Miracle-Workers and Nationhood: Reinhard Bonnke and Benny Hinn in Fiji

Type Journal Article - The Contemporary Pacific
Title Miracle-Workers and Nationhood: Reinhard Bonnke and Benny Hinn in Fiji
Author(s)
Volume 22
Issue 1
Publication (Day/Month/Year) 2010
Page numbers 74-99
URL http://muse.jhu.edu/journals/cp/summary/v022/22.1.newland.html
Abstract
The story of mass evangelists Reinhard Bonnke and Benny Hinn visiting
Fiji is part of at least two larger stories: about the promotion and increasing
popularity of the Pentecostal/evangelical phenomenon globally, and,
in Fiji, about the circulation of particular ideas regarding politics and citizenship
that were promulgated by the previous government under Prime
Minister Laisenia Qarase, with the support of an umbrella group of Christian
churches called the Assembly of Christian Churches in Fiji (accf). In
this essay, my primary focus is on the second story, analyzing the way in
which Bonnke and Hinn were invited to Fiji to support a political and religious
vision of correct citizenship: The first visit (by Bonnke in 2003) was
in the context of a post–2000 coup political landscape, and the second (by
Hinn) took place in the same year as the 2006 coup.
I locate the 2000 coup as the first important marker because, although
Bonnke arrived three years later, his visit was rationalized locally as an
act of postcoup reconciliation and therefore a significant aid for nation
building.
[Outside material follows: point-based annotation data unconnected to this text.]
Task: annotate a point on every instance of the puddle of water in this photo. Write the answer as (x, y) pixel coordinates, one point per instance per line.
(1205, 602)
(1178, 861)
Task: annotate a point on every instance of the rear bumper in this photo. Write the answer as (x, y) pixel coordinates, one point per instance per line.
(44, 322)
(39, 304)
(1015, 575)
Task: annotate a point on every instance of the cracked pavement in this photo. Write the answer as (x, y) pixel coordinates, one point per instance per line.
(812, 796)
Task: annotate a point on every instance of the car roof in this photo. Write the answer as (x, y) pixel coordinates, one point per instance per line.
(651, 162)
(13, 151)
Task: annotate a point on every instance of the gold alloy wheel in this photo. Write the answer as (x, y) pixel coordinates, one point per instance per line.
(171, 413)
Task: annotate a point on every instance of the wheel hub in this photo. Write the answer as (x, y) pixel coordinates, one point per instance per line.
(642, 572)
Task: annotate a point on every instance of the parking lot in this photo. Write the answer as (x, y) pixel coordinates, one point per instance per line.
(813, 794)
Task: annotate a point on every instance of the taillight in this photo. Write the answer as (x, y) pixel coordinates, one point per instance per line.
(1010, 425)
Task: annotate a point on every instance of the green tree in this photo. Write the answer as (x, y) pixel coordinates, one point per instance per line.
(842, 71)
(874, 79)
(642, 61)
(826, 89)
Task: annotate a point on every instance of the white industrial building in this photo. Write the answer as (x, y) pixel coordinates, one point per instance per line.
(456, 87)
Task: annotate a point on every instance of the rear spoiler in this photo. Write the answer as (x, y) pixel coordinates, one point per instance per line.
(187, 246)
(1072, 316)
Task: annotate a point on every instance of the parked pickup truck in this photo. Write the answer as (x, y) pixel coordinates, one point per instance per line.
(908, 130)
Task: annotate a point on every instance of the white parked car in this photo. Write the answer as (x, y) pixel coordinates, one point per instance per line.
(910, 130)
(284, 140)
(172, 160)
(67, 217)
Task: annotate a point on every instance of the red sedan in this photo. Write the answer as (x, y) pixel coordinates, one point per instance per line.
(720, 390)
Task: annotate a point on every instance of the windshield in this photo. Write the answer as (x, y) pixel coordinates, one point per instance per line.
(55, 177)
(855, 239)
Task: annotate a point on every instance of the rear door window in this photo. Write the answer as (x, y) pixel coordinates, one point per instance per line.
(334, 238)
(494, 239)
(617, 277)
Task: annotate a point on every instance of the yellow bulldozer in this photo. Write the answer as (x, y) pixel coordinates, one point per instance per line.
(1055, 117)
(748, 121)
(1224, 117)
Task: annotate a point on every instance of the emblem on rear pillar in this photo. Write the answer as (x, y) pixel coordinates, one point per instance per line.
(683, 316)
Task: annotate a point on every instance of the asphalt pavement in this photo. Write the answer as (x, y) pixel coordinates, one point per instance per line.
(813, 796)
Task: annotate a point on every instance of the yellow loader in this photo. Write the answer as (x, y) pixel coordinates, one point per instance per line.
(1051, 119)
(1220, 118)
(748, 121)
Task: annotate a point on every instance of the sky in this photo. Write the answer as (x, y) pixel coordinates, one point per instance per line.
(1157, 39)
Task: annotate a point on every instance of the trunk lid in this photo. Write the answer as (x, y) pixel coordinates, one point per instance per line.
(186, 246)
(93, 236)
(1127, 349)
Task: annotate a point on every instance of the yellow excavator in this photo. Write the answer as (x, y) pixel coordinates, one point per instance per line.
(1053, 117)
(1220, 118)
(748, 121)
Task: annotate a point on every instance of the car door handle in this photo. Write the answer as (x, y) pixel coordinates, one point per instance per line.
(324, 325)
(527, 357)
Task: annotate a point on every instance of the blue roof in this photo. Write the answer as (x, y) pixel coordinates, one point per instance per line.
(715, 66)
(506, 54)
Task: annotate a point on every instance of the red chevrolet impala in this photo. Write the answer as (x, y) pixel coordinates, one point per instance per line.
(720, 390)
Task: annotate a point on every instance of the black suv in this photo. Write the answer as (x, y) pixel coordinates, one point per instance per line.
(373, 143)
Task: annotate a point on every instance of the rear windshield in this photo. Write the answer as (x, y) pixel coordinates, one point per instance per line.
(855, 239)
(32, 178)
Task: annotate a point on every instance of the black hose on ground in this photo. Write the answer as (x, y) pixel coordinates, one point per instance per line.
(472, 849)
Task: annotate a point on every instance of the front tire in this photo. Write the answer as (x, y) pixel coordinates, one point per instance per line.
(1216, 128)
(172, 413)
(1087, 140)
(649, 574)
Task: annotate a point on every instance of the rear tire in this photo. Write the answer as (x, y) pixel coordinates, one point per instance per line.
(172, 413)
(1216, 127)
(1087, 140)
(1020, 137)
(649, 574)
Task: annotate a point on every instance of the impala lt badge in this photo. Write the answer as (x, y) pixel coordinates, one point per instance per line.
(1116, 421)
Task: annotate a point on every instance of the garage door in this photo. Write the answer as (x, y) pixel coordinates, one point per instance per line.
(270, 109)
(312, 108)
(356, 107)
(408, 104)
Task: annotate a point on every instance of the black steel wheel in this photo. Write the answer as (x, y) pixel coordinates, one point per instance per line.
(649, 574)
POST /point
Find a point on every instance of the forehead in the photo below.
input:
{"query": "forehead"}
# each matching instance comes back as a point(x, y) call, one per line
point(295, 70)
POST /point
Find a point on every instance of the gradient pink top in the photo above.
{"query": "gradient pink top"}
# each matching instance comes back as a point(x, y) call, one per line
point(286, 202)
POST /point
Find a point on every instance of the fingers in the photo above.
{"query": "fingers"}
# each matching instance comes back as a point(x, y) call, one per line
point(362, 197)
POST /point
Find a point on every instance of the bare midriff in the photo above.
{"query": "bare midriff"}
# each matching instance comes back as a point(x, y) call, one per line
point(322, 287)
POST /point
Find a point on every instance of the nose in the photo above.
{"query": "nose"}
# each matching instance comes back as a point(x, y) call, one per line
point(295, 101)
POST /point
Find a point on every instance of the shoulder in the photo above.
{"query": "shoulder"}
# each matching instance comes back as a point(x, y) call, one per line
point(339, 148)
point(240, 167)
For example, as part of the promotion for Bonnke in the Christian
Mission Fellowship (cmf) publication Harvest Times, both President
Ratu Josefa Iloilo and Prime Minister Qarase wrote columns welcoming
Bonnke in these terms. Iloilo noted that it “would certainly be instrumental
in bringing the various races together, plus supporting the Government’s
reconciliation endeavour in uniting the people of our beloved
Nation” (Harvest Times 2003c). Qarase cast the visit as part of the tireless
efforts of religious groups “to heal the wounds that have created ill-will
and mistrust between our different communities” (Harvest Times 2003a).
Although not evident from these statements, at that time the idea of “reconciliation”
was used as a keyword in two very different philosophies of citizenship, in which the healing of either interracial or intra-racial relationships
was being emphasized. Yet both philosophies referred to reconciliation
as a process that was sorely needed to offset the rivalry between
factions that had both led to and resulted from the 2000 coup.